-3

I have a JavaPairRDD<String, List<Tuple2<Integer, Integer>>> named rddA. For example (after collecting rddA): [(word1,[(187,267), (224,311), (187,110)]), (word2,[(187,200), (10,90)])]. Thus, for example, word1 is the key and value is [(187,267), (224,311), (187,110)])].

How can I define the corresponding JavaPairRDD<Integer, List<Integer>> to get the following ouptput:

[(187, [267, 110, 200]), (224,[311]), (10,[90])]

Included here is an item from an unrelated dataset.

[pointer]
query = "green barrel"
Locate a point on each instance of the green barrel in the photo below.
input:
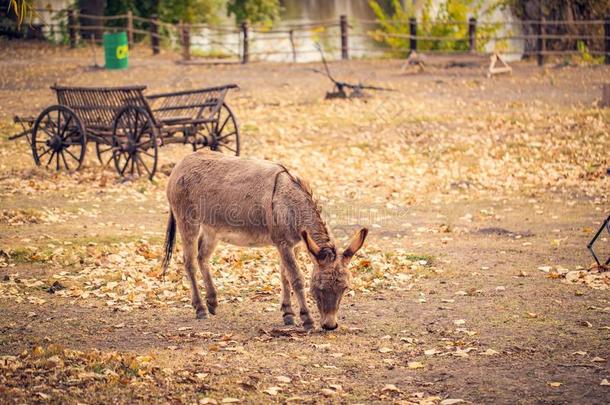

So, the obtained JavaPairRDDincludes three keys: 187, 224 and 10. And for example, the key 187 has [267, 110, 200] as a list value.

bib
  • 944
  • 3
  • 15
  • 32
  • did you look at groupingBy? https://docs.oracle.com/javase/8/docs/api/java/util/stream/Collectors.html – Danny Fried Feb 04 '20 at 07:30
  • What you are asking for is not very clear. Could you describe the logic with words? And also tell us what you have tried? – Oli Feb 04 '20 at 10:52
  • @Oli checks plz – bib Feb 04 '20 at 15:46
  • Figuring out what you are trying to do with only one record is quite difficult. Can you provide an example with 2 or 3 records in your RDD? Ideally, can you explain the logic as well? – Oli Feb 04 '20 at 16:03
  • @Oli check plz i whish it is more clear now. thank for your cooperation – bib Feb 04 '20 at 16:27
  • Oh right, I understand what you want to do now – Oli Feb 04 '20 at 16:33
  • @Oli thank you your solultion works. But as i read we should not use groupbykey for large dataset so how can i modify your solution to use reduceByKey, please – bib Feb 04 '20 at 18:18

1 Answers1

1

You simply need to flatten the list of tuples (second value of your tuple) and group by the first element of the tuple.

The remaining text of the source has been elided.